Dispersal of biofilms by secreted, matrix degrading, bacterial DNase

Abstract

Microbial biofilms are composed of a hydrated matrix of biopolymers including polypeptides, polysaccharides and nucleic acids and act as a protective barrier and microenvironment for the inhabiting microbes. While studying marine biofilms, we observed that supernatant produced by a marine isolate of Bacillus licheniformis was capable of dispersing bacterial biofilms. We investigated the source of this activity and identified the active compound as an extracellular DNase (NucB). We have shown that this enzyme rapidly breaks up the biofilms of both Gram-positive and Gram-negative bacteria. We demonstrate that bacteria can use secreted nucleases as an elegant strategy to disperse established biofilms and to prevent de novo formation of biofilms of competitors. DNA therefore plays an important dynamic role as a reversible structural adhesin within the biofilm.

Figure 1. Dispersal of several bacterial species by AMS supernatant.

Typical examples of dispersal of several 26 hour grown biofilm forming strains by AMS supernatant. Remaining biofilm visualised by CV staining after 30 minutes incubation with dispersal compound. x = control (only medium added), 10% = 10% of AMS supernatant added, 5% = 5% of AMS supernatant added.

Figure 2. Dispersal efficiency in time and concentration.

Efficiency of dispersal of B. licheniformis DSM13 24 hour old biofilm by AMS supernatant (sup.) visualised as remaining CV stain as measured by plate reader. Incubation time in minutes (') and seconds (”) indicated on the left, concentration of AMS supernatant indicated on top. The biofilm remaining is indicated with both a colour scale (dark blue: no dispersal, white: full dispersal) and as a percentage of non-dispersed biofilm (red numbers).

Figure 3. Efficiency of different AMS supernatant fractionation methods.

A: total supernatant of the AMS culture; B: active fraction obtained after rotary evaporation followed by Sephadex G50 gel filtration; C: active fraction obtained after freeze-drying by Sephadex-LH20 gel filtration, D+E: Active fraction obtained by TCA precipitation followed by Superose 12 gel filtration. m = Invitrogen Novex Sharp Pre-stained Marker, band sizes indicated in kDa. Arrows indicate bands 1, 2 and 3 cut out for peptide mass fingerprinting, as described in text.

Figure 4. Heterologous overexpression of NucB in B. subtilis NZ8900.
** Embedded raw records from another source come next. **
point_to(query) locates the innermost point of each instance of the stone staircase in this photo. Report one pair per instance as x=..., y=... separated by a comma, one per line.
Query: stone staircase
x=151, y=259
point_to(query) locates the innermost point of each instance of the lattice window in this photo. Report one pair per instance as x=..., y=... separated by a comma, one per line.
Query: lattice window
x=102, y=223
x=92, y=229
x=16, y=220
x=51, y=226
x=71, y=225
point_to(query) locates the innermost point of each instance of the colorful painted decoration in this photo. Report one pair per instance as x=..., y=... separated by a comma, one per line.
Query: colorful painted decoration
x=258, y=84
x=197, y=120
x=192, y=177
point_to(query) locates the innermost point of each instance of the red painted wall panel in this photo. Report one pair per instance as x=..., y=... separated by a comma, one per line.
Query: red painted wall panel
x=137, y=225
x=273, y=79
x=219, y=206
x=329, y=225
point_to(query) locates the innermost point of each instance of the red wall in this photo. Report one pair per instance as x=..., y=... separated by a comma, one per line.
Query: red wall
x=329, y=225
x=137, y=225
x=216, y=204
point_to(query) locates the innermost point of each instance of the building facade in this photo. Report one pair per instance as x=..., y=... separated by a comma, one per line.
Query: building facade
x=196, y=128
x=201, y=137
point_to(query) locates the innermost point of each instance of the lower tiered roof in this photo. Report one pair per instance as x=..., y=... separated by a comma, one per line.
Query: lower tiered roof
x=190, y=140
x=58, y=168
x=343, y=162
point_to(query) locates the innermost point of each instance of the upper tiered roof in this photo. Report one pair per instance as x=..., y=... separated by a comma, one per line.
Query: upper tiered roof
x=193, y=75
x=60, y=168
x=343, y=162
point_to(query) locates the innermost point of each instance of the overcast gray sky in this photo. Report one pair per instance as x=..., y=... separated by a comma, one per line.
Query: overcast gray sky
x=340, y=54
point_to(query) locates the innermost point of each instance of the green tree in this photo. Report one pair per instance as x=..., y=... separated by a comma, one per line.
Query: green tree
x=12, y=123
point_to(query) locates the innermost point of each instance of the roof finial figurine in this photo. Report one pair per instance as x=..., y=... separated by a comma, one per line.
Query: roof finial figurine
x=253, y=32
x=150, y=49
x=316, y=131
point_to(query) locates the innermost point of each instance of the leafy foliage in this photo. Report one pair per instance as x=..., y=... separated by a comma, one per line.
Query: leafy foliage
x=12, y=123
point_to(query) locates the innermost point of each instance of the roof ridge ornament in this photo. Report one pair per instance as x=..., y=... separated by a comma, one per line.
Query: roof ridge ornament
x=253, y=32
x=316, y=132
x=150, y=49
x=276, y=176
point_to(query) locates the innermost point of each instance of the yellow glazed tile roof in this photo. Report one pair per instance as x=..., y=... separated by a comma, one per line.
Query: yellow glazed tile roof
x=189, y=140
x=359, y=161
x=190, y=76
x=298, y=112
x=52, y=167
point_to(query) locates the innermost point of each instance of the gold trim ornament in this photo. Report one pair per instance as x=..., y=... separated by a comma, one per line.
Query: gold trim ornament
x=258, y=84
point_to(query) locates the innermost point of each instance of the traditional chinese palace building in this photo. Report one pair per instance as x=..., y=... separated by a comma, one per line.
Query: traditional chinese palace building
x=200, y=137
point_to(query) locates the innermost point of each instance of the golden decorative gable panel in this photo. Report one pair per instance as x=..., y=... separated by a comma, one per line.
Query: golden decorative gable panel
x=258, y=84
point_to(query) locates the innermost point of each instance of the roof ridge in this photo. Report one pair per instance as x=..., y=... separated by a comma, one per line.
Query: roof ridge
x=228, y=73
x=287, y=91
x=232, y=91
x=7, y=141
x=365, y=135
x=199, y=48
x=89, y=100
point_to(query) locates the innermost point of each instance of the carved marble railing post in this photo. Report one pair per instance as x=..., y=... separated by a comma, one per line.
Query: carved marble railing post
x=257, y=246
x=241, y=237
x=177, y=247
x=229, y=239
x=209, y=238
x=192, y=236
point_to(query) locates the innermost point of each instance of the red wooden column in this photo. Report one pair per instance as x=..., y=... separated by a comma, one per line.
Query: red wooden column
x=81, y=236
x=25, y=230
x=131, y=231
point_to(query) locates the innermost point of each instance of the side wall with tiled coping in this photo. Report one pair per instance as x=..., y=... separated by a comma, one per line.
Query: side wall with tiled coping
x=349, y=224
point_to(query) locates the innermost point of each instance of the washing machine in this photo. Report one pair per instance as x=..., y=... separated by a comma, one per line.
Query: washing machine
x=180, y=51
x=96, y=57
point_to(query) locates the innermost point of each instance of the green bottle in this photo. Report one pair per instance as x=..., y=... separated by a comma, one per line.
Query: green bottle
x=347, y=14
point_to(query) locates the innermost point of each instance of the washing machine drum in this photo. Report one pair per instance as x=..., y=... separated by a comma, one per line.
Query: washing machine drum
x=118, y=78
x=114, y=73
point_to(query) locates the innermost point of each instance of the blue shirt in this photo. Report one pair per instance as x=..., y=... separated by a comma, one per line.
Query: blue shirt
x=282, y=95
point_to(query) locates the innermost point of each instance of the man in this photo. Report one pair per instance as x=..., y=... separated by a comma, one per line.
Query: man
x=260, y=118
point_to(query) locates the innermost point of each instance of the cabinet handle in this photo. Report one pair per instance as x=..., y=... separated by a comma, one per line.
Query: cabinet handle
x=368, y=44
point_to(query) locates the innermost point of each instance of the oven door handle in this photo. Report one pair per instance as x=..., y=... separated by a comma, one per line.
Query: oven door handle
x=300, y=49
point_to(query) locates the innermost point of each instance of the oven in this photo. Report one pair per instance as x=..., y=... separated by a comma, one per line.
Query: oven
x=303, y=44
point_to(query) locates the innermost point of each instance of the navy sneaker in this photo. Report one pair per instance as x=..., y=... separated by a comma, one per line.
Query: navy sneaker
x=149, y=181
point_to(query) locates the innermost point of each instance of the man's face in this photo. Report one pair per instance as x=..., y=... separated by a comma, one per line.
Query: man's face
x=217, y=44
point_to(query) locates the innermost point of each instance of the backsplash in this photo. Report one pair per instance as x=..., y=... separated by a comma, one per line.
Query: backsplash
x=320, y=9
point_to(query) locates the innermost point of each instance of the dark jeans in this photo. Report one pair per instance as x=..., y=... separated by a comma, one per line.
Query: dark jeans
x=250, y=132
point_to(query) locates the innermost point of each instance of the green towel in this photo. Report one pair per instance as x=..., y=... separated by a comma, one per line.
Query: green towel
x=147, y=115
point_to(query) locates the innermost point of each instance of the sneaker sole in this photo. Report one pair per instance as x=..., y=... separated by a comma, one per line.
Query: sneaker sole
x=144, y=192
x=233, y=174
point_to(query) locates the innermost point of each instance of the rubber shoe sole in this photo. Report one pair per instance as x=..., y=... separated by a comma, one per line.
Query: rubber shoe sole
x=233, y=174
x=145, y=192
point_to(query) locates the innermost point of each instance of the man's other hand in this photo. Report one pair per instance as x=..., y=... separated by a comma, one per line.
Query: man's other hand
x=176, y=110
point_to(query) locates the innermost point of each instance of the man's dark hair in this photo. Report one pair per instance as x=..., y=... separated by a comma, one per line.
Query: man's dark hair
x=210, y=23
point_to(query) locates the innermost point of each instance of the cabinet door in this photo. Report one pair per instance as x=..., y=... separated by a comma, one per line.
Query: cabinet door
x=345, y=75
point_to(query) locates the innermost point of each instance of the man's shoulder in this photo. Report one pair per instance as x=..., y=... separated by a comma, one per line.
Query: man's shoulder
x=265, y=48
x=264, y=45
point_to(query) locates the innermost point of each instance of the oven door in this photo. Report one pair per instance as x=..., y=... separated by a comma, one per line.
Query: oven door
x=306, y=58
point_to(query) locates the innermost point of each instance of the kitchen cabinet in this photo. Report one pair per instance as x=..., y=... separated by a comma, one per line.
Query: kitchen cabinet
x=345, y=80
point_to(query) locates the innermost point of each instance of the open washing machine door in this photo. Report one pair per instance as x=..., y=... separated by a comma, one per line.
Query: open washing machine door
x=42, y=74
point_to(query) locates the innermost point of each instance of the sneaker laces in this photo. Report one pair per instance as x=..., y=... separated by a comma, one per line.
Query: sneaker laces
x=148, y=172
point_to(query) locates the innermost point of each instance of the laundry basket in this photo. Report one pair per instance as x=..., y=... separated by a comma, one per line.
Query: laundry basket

Lane m = Invitrogen Novex Sharp Pre-stained Marker, band sizes indicated in kDa. Lanes A–C: 20 fold concentrated TCA precipitated supernatant of strain B. subtilis NZ8900+pNZ8901-nucB, loaded 20 µl (A), 10 µl (B), 5 µl (C). Lane D: loaded 20 µl unprocessed supernatant. Arrow indicates NucB position.

Figure 5. Comparison between NucB and DNaseI mediated biofilm dispersal.

Efficiency of dispersal of 24 hour old B. licheniformis DSM13 biofilms by the tested nucleases in decreasing concentrations. Dispersal of the target biofilm was determined using a 96 well microtitre plate setup, using a concentration range of either B. subtilis supernatant containing NucB or commercially available DNaseI. For every data point, the average of at least 6 independent wells was taken, and the experiment was repeated three times.